You probably will have to notify the seller in writing of your intention to cancel, including your reasons. You must return the car to the place of sale even if it requires towing. If the seller offers to make repairs, you can decide whether to accept the seller's offer or get your money back.
Keep in mind that the car might pass the safety inspection and still be a lemon. And you may drive the car (if it is drivable), but be aware that, if the car does indeed turn out to be a lemon, the law usually allows the seller to deduct a certain amount from your refund based on the miles you have driven. This applies to both new and used car sales.
Other Laws That Might Help
Other statutes protect car buyers besides lemon laws:
the Federal Anti-Tampering Odometer Law prohibits acts that falsify odometer mileage readings;
the Federal Used Car Law requires that dealers post Buyers Guides on used cars;
The Federal Automobile Information Disclosure Act requires manufacturers and importers of new cars to affix a sticker, called the "Monroney label," on the windshield or side window of the car. The Monroney label lists the base price of the car; the options installed by the manufacturer, along with their suggested retail price, how much the manufacturer has charged for transportation, and the car's fuel economy (miles per gallon). Only the buyer is allowed to remove the Monroney label.

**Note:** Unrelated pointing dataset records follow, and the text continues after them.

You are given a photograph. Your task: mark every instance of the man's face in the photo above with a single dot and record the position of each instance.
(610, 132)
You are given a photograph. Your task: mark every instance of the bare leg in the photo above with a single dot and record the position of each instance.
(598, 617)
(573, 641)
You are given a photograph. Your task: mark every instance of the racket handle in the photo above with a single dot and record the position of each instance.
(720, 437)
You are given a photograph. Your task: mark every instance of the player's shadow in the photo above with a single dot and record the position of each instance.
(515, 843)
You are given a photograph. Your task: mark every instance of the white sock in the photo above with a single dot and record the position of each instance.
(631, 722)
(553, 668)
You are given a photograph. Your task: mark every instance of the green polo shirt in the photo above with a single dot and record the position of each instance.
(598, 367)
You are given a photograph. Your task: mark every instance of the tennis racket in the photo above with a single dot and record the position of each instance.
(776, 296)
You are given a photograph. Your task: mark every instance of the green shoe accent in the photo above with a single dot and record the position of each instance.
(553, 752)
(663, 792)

And various state statutes providing the protection are the consumer fraud as well as statutes prohibiting unfair and deceptive acts and practices, discussed elsewhere on this website.
Recall also that the standard causes of action predicated on Fraud and Deceit and Breach of Contract may also be available for relief.
A vital aspect of all the various forms of relief available above is quick action with excellent record keeping on the part of the consumer who has suffered the travail of purchasing a poorly made automobile. The very fact that both the States and Federal government has passed such substantial laws protecting the consumer should indicate that this is a problem by no means rare and the consumer who has been damaged should quickly determine the precise statutes available in the particular state (in addition to the Federal protections described above), obtain good legal advice, and carefully follow the steps necessary to take advantage of the applicable laws.